佐助と呼ばれたその忍は、私をジト~とした目で見る。


「えっと……森川真琴です。」


にこっと笑って答える。

あくまで、私は仕えさせてもらう身だしね。


「真琴ちゃんね。」


佐助さんも笑顔を返してくれた。

敵意を持ってはいないみたいで助か……


__ザッ


その音と同時に首筋に苦無を突き付けられた。


「で、あんた何処の間者?」


さっきとは全く違う冷たく、突き刺さる声。

怖さのあまり、うまく声が出ない。


「えっ……ち、違います!間者じゃないです!!」


やっとの思いで否定する。

半泣きだ。


「__違うみたいだな。ごめん?驚かせた。」


佐助さんがちょっと申し訳なさそうに笑った。

……今のは本当にヤバかった。
「驚かせた」で済むものじゃないよ!


「佐助に余計な心配をさせたな……悪い。」

幸村が隣で、呟く。


「俺も、悪そうな子に見えなかったんだけどね~。一応、念の ためね。
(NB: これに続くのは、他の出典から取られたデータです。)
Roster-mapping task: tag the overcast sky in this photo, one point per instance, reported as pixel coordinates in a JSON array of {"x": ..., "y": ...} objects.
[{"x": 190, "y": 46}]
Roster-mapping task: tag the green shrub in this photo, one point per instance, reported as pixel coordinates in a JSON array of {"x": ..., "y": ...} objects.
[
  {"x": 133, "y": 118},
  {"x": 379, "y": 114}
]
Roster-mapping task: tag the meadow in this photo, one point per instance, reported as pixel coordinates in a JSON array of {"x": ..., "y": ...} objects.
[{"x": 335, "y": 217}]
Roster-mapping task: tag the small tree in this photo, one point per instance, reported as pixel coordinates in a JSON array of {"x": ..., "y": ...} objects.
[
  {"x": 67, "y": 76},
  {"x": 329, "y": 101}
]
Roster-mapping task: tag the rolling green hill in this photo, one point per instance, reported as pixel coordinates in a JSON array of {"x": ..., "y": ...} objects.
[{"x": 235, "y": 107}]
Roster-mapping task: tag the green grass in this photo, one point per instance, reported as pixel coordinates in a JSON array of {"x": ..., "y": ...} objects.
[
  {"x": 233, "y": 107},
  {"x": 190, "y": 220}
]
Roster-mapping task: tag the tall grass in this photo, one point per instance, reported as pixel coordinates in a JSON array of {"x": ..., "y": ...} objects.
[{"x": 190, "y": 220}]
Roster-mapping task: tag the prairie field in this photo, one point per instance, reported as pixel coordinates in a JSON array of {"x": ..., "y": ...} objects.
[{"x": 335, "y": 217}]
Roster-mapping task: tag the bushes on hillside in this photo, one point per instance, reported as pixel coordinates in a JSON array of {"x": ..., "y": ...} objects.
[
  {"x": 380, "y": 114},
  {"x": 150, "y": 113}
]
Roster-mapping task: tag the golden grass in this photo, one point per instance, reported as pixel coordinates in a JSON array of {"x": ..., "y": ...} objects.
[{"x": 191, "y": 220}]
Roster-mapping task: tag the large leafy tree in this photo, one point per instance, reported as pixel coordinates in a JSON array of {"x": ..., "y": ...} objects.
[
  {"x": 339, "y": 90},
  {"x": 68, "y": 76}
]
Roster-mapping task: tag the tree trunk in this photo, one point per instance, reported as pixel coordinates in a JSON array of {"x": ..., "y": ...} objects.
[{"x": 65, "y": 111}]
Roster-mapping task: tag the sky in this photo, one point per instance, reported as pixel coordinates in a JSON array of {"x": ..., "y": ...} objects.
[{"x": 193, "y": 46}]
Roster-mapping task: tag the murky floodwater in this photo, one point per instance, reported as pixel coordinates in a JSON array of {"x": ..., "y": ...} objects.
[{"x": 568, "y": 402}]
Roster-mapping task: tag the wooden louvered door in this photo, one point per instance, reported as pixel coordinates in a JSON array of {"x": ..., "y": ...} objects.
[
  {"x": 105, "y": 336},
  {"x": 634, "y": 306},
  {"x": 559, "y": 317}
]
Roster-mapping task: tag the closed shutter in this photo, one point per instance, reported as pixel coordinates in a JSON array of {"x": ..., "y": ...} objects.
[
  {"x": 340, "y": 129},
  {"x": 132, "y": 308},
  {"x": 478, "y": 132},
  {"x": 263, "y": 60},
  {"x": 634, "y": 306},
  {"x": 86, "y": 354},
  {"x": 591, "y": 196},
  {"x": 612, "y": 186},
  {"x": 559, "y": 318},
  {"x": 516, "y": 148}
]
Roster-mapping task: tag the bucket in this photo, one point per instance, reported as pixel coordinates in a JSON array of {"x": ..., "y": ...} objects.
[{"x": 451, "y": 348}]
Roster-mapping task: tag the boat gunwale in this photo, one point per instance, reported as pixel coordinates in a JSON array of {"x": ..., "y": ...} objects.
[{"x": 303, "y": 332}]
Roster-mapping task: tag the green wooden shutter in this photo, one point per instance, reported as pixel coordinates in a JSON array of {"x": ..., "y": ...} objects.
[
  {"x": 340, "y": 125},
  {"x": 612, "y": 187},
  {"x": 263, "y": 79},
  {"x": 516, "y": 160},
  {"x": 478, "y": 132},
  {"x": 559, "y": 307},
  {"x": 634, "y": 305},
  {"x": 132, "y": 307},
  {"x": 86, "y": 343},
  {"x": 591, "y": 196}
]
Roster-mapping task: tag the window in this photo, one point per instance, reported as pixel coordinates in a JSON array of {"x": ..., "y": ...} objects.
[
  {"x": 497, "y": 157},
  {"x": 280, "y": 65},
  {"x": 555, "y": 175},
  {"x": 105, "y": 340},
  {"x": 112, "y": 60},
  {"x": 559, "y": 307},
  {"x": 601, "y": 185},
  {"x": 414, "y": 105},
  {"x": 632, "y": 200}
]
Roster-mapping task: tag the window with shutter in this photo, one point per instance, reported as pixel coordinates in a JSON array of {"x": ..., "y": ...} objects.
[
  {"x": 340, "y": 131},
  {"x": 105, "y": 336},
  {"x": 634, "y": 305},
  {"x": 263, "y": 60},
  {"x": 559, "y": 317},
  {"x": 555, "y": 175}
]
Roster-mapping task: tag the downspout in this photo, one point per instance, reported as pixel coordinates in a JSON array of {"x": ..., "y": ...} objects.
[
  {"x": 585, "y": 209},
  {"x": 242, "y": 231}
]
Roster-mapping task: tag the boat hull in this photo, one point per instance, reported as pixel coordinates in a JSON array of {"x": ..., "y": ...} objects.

」


二人のやり取りに唖然とする私。

……幸村達には日常なのかな?

その様子を見た幸村があわてて紹介する。


「__俺の相棒の猿飛佐助だ。」
……!!

猿飛佐助って真田忍隊の隊長で有名な!

幸村に最後まで尽くした、忠義の忍。

やっぱり、私の予想は当たってた。


「さっきは本当にごめんね!敵意はないから!」


とても優しそうで気の利きそうな人!
よかったぁ、佐助さんが味方で……。


「詳しい事は中で話そうか。」

幸村の一声で、私達3人はようやく城の中に入った。